Shortly after Kinard's resignation from Bar Works, Brad Fiorilla became the Director of Sales. Fiorilla was previously general manager of UFC Gym in Brighton Beach, New York.

Though monthly lease payments remained suspended into June 2017 and locations continued to shut down, Bar Works announced it was opening two new venues in New York's Tribeca district, and Los Angeles' Hollywood. Before the end of the month, the Tribeca location's signage had been removed, and a juice bar was operating out of the space.

On June 16, 2017, 27 investors from the People's Republic of China who had invested over $3 million in the Bar Works companies filed suit in New York County Supreme Court. They claimed that the companies were a Ponzi Scheme orchestrated by Renwick Haddow, who kept his controlling role in the company hidden.
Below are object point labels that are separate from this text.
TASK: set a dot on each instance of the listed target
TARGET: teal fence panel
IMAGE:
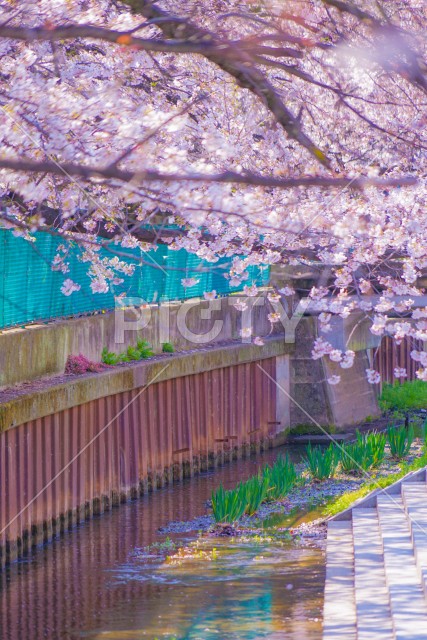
(30, 290)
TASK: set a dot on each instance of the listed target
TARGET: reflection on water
(93, 583)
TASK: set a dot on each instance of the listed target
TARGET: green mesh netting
(30, 291)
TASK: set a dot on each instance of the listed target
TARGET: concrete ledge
(370, 501)
(39, 403)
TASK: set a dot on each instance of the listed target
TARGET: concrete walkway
(376, 572)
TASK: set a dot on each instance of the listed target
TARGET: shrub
(400, 441)
(131, 353)
(144, 349)
(377, 442)
(322, 463)
(167, 347)
(406, 396)
(368, 451)
(280, 477)
(255, 493)
(109, 357)
(76, 365)
(228, 506)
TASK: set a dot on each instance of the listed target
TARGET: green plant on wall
(140, 352)
(167, 347)
(322, 463)
(400, 441)
(228, 506)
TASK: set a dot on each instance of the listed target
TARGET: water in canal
(94, 584)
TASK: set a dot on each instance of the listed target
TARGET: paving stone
(407, 603)
(340, 606)
(372, 599)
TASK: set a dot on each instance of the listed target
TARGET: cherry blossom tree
(265, 132)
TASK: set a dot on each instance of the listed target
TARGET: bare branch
(230, 177)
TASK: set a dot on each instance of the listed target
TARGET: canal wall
(74, 446)
(75, 449)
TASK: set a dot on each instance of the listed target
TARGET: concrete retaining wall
(41, 350)
(79, 448)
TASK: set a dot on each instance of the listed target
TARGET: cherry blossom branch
(229, 177)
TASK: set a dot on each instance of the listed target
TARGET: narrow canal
(97, 584)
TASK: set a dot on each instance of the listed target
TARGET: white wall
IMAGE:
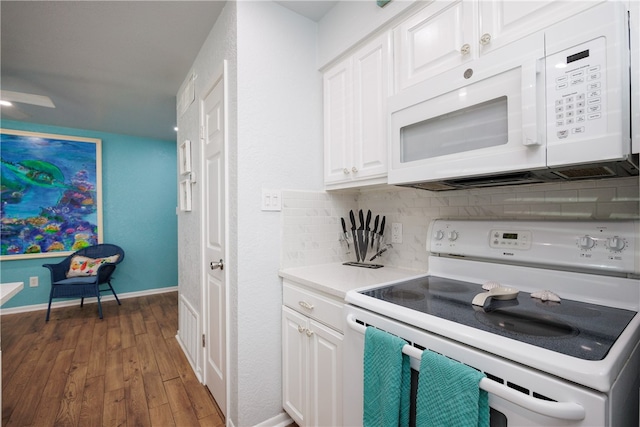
(275, 126)
(279, 146)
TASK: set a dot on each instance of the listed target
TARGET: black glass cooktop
(578, 329)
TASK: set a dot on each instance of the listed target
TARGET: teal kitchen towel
(387, 380)
(449, 394)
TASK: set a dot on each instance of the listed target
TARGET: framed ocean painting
(51, 189)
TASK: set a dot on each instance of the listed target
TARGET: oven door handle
(560, 410)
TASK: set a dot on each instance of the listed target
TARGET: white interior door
(214, 306)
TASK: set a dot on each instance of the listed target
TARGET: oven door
(517, 396)
(478, 119)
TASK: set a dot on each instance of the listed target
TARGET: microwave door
(486, 127)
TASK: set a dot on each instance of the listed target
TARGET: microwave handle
(529, 91)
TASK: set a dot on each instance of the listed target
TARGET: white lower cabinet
(311, 358)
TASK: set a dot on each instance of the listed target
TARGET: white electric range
(569, 358)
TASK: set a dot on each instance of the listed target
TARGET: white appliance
(552, 106)
(573, 362)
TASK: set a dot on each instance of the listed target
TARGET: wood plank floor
(125, 370)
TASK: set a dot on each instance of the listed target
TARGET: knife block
(363, 241)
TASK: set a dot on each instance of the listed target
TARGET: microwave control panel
(576, 92)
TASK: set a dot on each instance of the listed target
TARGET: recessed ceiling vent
(586, 172)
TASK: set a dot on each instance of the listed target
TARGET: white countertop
(337, 279)
(8, 290)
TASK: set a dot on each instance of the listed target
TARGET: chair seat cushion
(87, 280)
(82, 266)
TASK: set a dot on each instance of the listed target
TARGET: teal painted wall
(139, 214)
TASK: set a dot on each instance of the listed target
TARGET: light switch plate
(271, 200)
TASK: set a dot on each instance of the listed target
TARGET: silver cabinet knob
(306, 305)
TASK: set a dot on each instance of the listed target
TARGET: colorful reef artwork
(50, 194)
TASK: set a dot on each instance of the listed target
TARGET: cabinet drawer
(313, 305)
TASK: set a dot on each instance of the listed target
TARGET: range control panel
(611, 246)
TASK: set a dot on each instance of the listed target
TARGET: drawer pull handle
(306, 305)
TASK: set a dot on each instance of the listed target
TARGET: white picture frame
(185, 195)
(185, 157)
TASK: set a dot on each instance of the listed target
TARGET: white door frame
(221, 75)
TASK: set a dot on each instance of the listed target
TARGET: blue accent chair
(84, 286)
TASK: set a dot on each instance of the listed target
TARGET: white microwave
(552, 106)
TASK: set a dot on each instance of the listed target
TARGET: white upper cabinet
(504, 21)
(446, 34)
(355, 128)
(435, 39)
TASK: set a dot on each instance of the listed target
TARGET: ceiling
(109, 66)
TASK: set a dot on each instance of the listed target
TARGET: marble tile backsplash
(311, 220)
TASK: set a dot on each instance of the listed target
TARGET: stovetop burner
(578, 329)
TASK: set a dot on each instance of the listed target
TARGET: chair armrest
(58, 271)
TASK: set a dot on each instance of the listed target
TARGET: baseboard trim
(68, 303)
(280, 420)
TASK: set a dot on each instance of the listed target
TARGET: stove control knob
(616, 243)
(586, 242)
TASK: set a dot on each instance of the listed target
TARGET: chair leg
(114, 292)
(48, 310)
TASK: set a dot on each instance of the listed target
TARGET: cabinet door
(294, 364)
(438, 38)
(371, 74)
(505, 21)
(325, 376)
(338, 122)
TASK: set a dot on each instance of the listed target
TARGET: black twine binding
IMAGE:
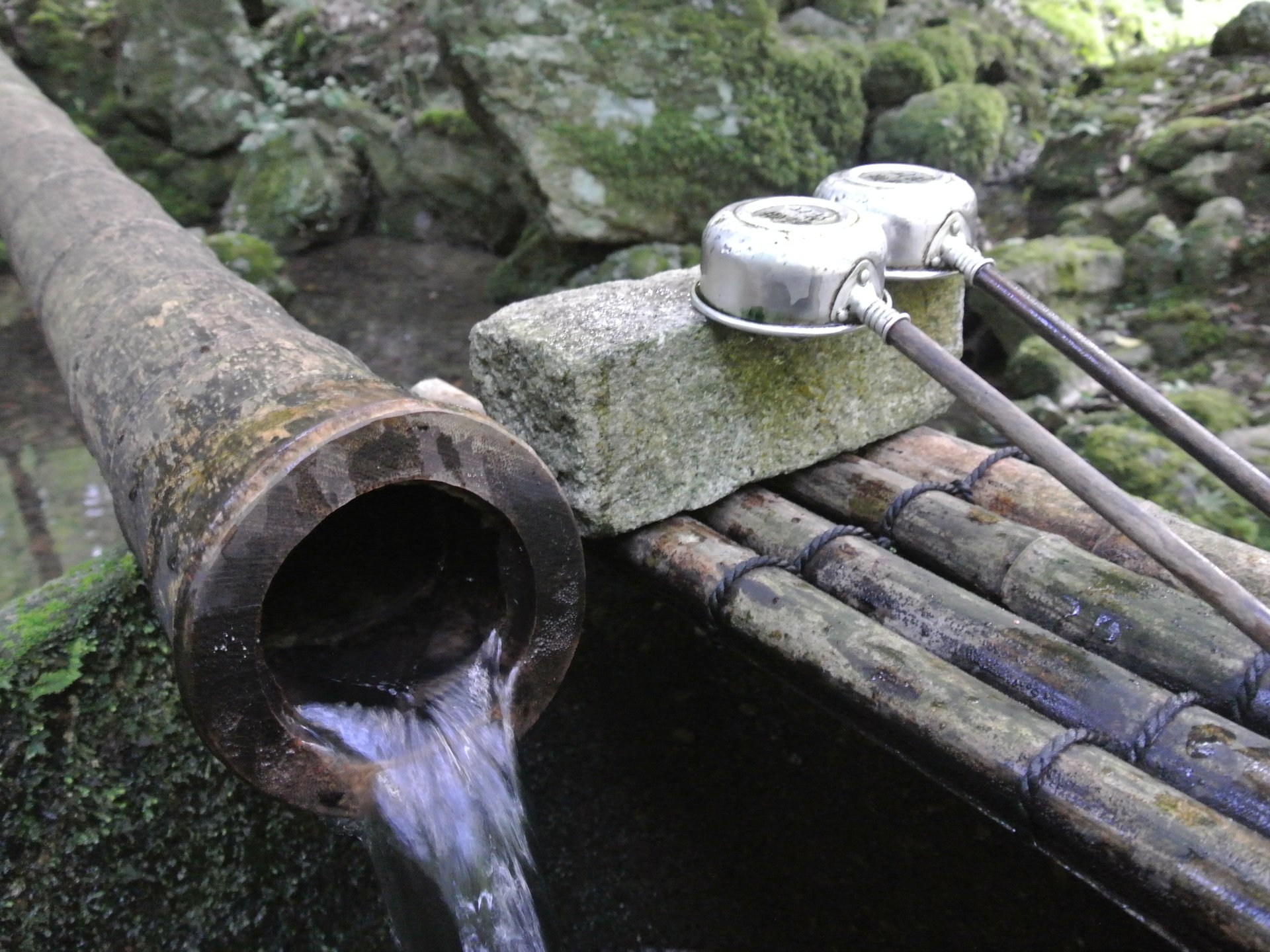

The Chinese investors also claimed that Bar Works defaulted almost immediately on its payment commitments and that it fraudulently solicited investments in locations that it never planned to open.

On June 21, 2017 a second lawsuit was filed against the company by Plentium Capital Group Corporation in Florida Federal court. The plaintiffs claimed that $25 million of raised funds were immediately defaulted upon, and that management links to prior Ponzi schemes were hidden from marketing materials.

On June 30, 2017, the U.S. Securities and Exchange Commission filed fraud charges against Haddow, "the clandestine founder of a purported Bitcoin platform and a chain of co-working spaces located in former bars and restaurants, alleging that he bilked investors in both companies while hiding his connection given his checkered past with regulators in the U.K."

On 25 July 2017, Haddow was arrested attempting to enter Morocco. On 13 April 2018, he was extradited to the US where he is facing charges related to Bar Works as well as Bitcoin Store, another allegedly fraudulent operation. Each charge carries a maximum 20-year prison sentence.